Firms like Raphael Tuck, which was still producing greeting cards in the 1990s, began to create lithographed dolls, and commercial concerns like McLoughlin and Lion Coffee made historical dolls for the Columbian Exposition, especially of Queen Isabella and other historical figures.  By the 20s, there were many homemade dolls, like those Laura Ingalls Wilder talks about, and celebrity dolls like those of Mary Pickford became popular.  These were extremely popular between about 1930-1970, with Gone with the Wind Dolls [bought for a little friend who later wrote about her by Elizabeth Short, the Black Dahlia murder victim], and represented every major actress from Gene Tierney to Shirley Temple to Lucille Ball and The Partridge Family.  Many were made by an artist named Queen Holden, and others were printed by Whitman Publishing.  Three-D dolls like Barbie, Raggedy Ann, and Cheerful Tearful also had paper counterparts.  Some doll had joints, or houses, other were magnetic and had wigs.  The scouts had many varieties of paper dolls, and Lettie Lane, Dolly Dingle, and Betsy McCall began to appear in magazines. ODACA is an organization for paper doll artists, and The Paper Doll Quarterly and Paper Soldier were publications that featured them.  Many doll magazines had paper dolls, and some like Doll Castle News still feature them.

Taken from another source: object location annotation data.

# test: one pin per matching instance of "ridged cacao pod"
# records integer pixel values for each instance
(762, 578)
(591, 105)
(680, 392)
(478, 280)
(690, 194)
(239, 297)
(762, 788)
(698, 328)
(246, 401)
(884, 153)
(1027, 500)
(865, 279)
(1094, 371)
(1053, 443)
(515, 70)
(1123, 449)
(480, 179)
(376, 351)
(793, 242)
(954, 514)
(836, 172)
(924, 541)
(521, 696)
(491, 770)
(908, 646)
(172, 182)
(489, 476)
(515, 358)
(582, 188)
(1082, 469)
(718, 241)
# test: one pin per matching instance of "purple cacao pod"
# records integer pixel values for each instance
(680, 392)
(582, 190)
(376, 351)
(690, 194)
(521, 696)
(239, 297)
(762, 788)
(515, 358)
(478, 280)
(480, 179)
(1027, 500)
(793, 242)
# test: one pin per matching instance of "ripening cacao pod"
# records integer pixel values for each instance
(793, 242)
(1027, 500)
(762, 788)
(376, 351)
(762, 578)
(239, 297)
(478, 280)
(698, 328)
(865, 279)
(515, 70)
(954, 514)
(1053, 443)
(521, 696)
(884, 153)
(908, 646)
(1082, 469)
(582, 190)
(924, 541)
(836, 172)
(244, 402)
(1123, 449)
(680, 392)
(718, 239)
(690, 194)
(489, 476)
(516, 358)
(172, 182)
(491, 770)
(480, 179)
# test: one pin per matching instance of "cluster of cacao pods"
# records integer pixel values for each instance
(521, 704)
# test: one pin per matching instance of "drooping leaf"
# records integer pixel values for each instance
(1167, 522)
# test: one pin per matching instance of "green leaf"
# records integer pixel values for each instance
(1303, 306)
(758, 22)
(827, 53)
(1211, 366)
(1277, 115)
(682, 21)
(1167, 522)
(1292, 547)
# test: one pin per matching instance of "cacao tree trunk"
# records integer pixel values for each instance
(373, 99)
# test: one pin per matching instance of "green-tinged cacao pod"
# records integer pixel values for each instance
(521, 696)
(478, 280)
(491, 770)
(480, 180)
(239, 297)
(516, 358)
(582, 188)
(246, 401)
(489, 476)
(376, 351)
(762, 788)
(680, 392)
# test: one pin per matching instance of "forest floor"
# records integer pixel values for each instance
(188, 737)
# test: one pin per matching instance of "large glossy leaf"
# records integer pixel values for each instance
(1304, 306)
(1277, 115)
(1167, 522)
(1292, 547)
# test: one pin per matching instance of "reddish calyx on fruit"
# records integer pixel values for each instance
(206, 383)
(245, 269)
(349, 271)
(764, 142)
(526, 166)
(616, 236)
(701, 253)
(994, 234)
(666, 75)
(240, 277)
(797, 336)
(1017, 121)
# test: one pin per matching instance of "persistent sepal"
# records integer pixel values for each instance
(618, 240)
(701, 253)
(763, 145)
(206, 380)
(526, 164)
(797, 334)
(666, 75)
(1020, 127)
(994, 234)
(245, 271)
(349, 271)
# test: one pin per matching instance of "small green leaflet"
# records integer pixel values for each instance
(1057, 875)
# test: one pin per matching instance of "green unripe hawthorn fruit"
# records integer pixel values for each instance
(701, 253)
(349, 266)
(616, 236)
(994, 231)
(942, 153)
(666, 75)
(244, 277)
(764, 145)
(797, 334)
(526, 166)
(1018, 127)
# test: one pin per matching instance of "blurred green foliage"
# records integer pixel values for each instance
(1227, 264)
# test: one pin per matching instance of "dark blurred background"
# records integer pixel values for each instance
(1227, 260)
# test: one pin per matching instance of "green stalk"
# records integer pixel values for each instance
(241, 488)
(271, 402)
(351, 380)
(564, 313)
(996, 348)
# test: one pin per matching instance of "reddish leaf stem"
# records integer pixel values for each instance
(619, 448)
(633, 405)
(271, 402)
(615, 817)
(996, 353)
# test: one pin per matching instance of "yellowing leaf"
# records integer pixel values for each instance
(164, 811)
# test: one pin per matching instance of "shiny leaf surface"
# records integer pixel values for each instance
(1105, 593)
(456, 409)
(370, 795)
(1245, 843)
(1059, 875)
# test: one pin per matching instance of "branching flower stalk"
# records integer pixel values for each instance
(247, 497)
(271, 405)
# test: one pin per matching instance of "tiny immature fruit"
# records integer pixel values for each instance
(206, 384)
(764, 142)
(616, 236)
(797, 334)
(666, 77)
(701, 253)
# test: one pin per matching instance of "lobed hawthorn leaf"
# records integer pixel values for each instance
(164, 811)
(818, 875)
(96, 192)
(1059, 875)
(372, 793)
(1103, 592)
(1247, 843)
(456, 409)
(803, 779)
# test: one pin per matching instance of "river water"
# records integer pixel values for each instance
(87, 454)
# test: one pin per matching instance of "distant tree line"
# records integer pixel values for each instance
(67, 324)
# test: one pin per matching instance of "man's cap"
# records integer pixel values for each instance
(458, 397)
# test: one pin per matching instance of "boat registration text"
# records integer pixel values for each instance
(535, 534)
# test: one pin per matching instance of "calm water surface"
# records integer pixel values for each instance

I have many, many examples in the museum, from miniatures to nearly life-sized mannikins. Some are handmade, and even done on my computer.  Virtual paper dolls exist online for doll play, and there is software for creating them.

Early 19th c. dolls were made of wax, wood, wood pulp or papier mache,and by the 1840s or so according to John Noble, china or glazed porcelain.  The so called 18th c. Nuremburg china head has turned out to be an early 20th c. Art Deco type doll, as have some rare pin cushion dolls featured in the books of Eleanor St. George.